Did you know that 2017 is a prime number?
I once gave my wife a prime number. It contains digits from my birthday, her birthday, and the date of our wedding. And it is a prime number, so — you know — it’s indivisible.
She said it was romantic. I’m sure she meant it, although, looking back, I think she could have just as well said I was a total nerd. Or a cheapo. Or both.
Anyways, I remembered about this whole thing today when playing around with Isolates. I needed a long-running computation to run so that I could test that it doesn’t block the main (UI) thread when running in an Isolate. I knew this was okay on Dart VM (which uses good old threads) but I was only half-sure it also worked on the web. And because someone asked, I just had to figure it out.
As you can hopefully see, Isolates do work on the web. You should be able to execute searches for your loved ones’ birtdates, important anniversaries and whatnot, and the main thread shouldn’t drop a single frame. Isolates on the web are implemented using WebWorkers, so they spawn in a parallel thread. The only exception is very old browsers that don’t support WebWorkers. The app should still work, theoretically, but it will be halting to a stop when computing.
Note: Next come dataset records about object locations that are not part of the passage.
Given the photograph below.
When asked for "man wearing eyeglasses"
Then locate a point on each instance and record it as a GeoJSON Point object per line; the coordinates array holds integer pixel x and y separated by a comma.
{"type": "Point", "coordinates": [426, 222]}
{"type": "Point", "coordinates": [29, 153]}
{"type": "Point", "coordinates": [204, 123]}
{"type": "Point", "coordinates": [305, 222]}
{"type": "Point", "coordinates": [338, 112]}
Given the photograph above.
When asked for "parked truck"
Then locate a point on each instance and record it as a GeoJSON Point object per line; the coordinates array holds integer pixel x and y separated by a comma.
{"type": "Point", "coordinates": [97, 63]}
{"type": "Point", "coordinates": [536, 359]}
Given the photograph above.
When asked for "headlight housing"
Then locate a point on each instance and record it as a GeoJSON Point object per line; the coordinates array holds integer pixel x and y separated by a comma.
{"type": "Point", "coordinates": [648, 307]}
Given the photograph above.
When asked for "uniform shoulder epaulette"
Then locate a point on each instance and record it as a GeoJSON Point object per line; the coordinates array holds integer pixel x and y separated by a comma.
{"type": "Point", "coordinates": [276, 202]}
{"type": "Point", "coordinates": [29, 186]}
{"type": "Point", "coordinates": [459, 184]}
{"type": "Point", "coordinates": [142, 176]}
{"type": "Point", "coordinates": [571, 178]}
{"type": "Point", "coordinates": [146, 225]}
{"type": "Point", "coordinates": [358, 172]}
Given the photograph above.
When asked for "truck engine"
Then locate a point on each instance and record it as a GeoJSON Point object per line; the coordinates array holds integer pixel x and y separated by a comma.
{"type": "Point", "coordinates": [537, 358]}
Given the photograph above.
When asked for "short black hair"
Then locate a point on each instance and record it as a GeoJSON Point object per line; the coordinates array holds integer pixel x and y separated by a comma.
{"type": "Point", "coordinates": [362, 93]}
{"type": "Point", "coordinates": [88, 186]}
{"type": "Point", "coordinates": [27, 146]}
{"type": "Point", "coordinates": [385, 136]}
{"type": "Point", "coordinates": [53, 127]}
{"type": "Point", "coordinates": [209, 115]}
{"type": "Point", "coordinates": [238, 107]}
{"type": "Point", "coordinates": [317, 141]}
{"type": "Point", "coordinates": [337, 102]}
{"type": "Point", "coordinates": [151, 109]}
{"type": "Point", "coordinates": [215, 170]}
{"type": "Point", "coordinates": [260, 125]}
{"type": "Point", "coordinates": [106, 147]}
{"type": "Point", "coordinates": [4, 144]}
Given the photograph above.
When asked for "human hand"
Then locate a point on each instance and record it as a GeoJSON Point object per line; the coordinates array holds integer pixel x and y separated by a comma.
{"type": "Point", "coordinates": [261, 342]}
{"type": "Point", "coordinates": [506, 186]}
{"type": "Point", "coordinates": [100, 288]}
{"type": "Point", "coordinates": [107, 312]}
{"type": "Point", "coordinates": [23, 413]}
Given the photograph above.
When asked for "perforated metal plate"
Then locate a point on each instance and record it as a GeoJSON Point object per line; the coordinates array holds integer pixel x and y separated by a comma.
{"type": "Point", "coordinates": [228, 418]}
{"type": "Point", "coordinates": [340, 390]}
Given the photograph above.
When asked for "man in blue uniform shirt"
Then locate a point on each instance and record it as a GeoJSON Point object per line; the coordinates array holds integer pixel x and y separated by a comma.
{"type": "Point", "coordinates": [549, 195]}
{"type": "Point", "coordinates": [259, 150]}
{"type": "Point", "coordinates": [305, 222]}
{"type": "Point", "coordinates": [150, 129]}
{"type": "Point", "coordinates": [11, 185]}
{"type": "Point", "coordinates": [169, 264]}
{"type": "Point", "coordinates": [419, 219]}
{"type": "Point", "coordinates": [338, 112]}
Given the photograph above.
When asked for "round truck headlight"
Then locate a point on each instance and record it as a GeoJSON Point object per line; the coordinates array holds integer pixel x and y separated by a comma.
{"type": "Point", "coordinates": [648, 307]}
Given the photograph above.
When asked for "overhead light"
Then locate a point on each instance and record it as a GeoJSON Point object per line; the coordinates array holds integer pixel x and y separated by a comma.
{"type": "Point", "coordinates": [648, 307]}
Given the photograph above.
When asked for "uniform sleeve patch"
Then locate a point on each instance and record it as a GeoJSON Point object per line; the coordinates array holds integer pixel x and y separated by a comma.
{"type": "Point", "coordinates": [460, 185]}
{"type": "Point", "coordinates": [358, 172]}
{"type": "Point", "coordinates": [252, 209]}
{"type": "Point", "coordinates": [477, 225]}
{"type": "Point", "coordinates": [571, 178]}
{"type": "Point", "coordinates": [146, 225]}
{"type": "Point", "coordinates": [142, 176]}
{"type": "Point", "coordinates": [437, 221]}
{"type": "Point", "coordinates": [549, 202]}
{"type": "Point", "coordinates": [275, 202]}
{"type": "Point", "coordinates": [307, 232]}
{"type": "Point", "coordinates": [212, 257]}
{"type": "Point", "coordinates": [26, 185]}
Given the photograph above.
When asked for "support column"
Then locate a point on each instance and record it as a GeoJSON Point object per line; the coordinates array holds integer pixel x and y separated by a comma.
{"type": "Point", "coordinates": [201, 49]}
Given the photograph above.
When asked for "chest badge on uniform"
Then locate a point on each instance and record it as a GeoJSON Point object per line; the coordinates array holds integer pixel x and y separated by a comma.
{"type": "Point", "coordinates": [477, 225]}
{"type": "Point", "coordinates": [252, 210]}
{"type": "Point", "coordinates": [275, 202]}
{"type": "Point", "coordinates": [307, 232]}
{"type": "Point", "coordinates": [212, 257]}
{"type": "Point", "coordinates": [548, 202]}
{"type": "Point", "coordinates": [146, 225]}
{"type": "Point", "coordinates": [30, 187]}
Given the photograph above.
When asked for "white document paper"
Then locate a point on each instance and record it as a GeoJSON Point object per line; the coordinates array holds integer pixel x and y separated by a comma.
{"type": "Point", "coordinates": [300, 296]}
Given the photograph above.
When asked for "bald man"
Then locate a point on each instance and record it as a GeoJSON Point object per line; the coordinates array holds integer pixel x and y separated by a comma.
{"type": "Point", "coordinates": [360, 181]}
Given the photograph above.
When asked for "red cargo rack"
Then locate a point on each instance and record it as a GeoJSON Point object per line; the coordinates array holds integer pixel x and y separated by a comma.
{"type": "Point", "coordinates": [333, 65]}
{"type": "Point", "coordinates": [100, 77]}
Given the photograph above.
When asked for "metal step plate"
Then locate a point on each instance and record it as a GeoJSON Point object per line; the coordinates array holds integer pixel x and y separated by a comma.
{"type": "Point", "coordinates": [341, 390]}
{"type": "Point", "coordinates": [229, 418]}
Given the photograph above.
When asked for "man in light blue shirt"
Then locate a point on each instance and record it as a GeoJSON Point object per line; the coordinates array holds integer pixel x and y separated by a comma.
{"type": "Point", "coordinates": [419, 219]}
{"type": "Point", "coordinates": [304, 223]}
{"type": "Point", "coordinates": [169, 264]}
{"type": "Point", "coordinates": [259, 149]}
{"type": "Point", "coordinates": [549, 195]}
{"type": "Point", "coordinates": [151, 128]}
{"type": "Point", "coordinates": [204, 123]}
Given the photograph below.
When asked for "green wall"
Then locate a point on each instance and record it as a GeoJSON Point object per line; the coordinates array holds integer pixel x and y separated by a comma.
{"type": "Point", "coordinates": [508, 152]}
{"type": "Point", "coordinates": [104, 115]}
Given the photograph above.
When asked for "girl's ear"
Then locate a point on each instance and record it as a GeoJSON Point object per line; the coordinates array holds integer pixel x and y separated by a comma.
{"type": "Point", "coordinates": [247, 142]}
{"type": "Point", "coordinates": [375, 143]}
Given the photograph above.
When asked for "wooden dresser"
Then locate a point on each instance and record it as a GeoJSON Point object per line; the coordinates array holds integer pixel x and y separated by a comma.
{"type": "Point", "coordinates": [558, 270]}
The undocumented, hacked-together-in-one-evening code is here. A real app would at least build a simple helper for the message passing between the main isolate and the worker. So, not this. worker.dart is the WebWorker isolate. Nice thing about it is that it would work just as well in DartVM — so I could make a command line app or a iOS/Android mobile app without touching this file. app_component is the main part of the user-facing AngularDart app.
If you want a minimal example of isolates, have a look at dartlang-italia’s samples repo.